Aden soupire, puis répond d'un ton fatigué :

— Suis-je censé gérer la coucherie des uns et des autres ? Contente-toi déjà de ce que tu as. Quant à toi, dit-il en se tournant vers moi. Ne nous fait pas prendre des risques inutiles. Tu mettrais tout le monde en danger. Soit heureuse d'être encore libre de tes mouvements.

Il se détourne comme usé de la conversation. Moi, j'ai l'impression d'être sur les rotules !

— Si je te suis, promets-moi que j'aurai le choix de partir ou non avec eux. Que tu te mettras entre eux et moi si je le décide.

Sa bouche grimace.

— T'as pas saisi ? Je me lave les mains de ce qu'ils comptent faire de toi.

Je frissonne de la tête aux pieds.

Je comprends qu'il ne me fera aucun cadeau.
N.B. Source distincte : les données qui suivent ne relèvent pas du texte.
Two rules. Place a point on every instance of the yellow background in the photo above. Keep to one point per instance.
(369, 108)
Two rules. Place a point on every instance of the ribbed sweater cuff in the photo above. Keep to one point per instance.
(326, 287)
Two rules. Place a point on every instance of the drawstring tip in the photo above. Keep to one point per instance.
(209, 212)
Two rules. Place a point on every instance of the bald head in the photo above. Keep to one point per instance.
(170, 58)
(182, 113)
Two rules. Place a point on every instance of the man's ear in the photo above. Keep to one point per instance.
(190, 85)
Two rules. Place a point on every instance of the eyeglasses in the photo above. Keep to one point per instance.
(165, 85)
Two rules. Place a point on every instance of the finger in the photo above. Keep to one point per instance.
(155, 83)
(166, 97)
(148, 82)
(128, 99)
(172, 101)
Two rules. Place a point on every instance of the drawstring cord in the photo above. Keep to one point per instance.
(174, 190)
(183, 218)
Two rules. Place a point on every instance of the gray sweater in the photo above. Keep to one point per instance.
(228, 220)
Visiblement, il a un objectif et que ce soit de gré ou de force, il l'atteindra.

— D'accord ! J'ai besoin de mon sac alors, rebondissé-je sans attendre. J'ai laissé mes affaires quand je me suis fait attaquer.

Un problème à la fois.

Aden soupire, mais finit par céder.

— Je vais te le retrouver, consent-il en avançant toujours vers le futaie.

— Je viens avec toi.

— Hors de questions.

Je rétorque vivement :

— J'ai besoin de culottes menstruelles ! Très rapidement.

Il s'immobilise net. C'est aussi une vérité, je dois avoir mes règles dans quelques jours.
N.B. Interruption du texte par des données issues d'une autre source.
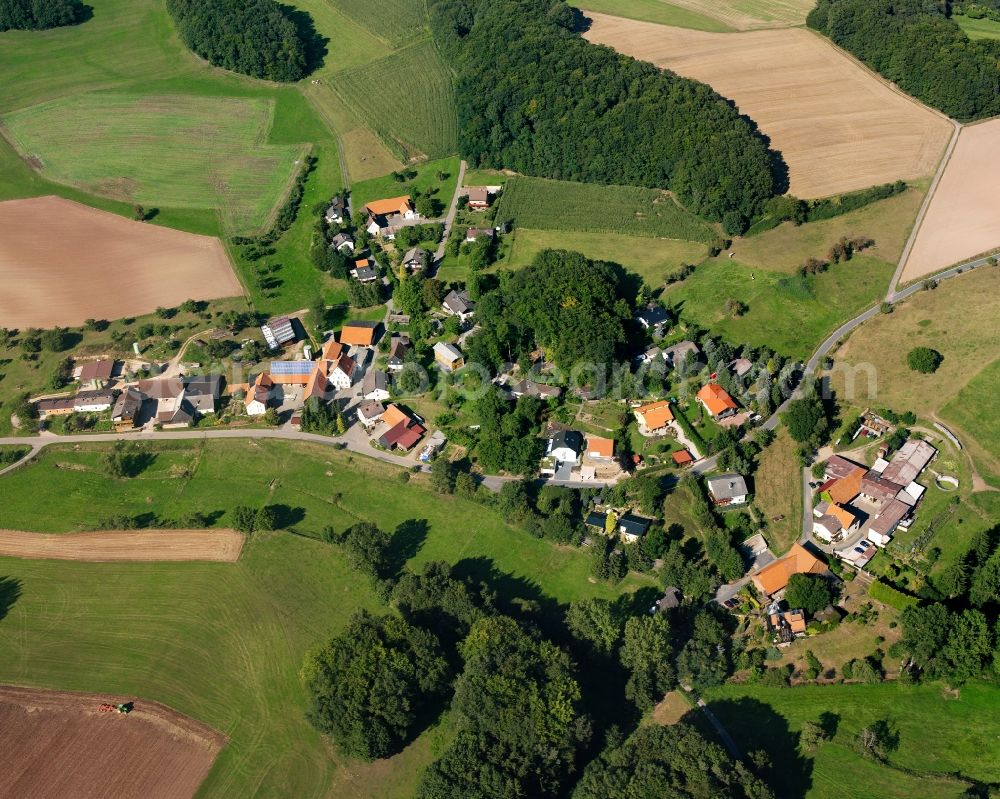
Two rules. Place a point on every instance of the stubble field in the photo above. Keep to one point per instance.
(62, 263)
(57, 744)
(838, 127)
(962, 219)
Il pivote légèrement et je sens qu'il m'examine à sa façon. J'essaie de cacher ce que je ressens ainsi que mon pouls qui s'est mis à s'accélérer sournoisement. Il est hors de question qu'Aden touche à mon sac et encore moins qu'il en juge son contenu. Je préfère de loin me retrouver seule et perdue au milieu d'insectes et de serpents.

— Tu m'accompagnes mais tu feras exactement ce que je dis. Si tu cherches encore à fuir, je ne me retiendrais pas. Est-ce clair ?

Il ne se retiendra pas ? De quoi ? Me manipuler ?

Sans un regard pour Deneb, il lui lance :

— Partez devant, nous vous rattraperons.

Deneb relève ses deux élégants sourcils :

— Tu en es sûr ?

— Attendez-nous au second point de ralliement. Nous ne serons pas longs.

Aden commence à marcher. Je soupire de soulagement même si je ravale ma frustration de me retrouver avec lui et qu'il puisse mettre la main sur mes affaires avant moi.

Je considère Deneb qui a croisé les bras et semble m'analyser.

— Fais attention à toi, imprudente capricieuse. Je te déconseille de le contrarier.

— Sinon, quoi ?

Il penche la tête sur le côté et je perçois immédiatement une distance émotionnelle, comme si une réflexion froide et stratégique s'opérait en lui. Son regard fixe me fait réaliser que, bien que Dened semble accessible en apparence, je dois rester sur mes gardes. Il est tout aussi dangereux et manipulateur que les autres, et pourrait à tout moment me montrer un autre aspect de sa personnalité.

Je sens que je ne dois pas m'éterniser.

Je n'attends pas une seconde de plus et cours derrière le Sentynel à la veste noir qui s'enfonce dans la forêt, laissant derrière moi le son angélique mais tout aussi inquiétant du rire de Deneb.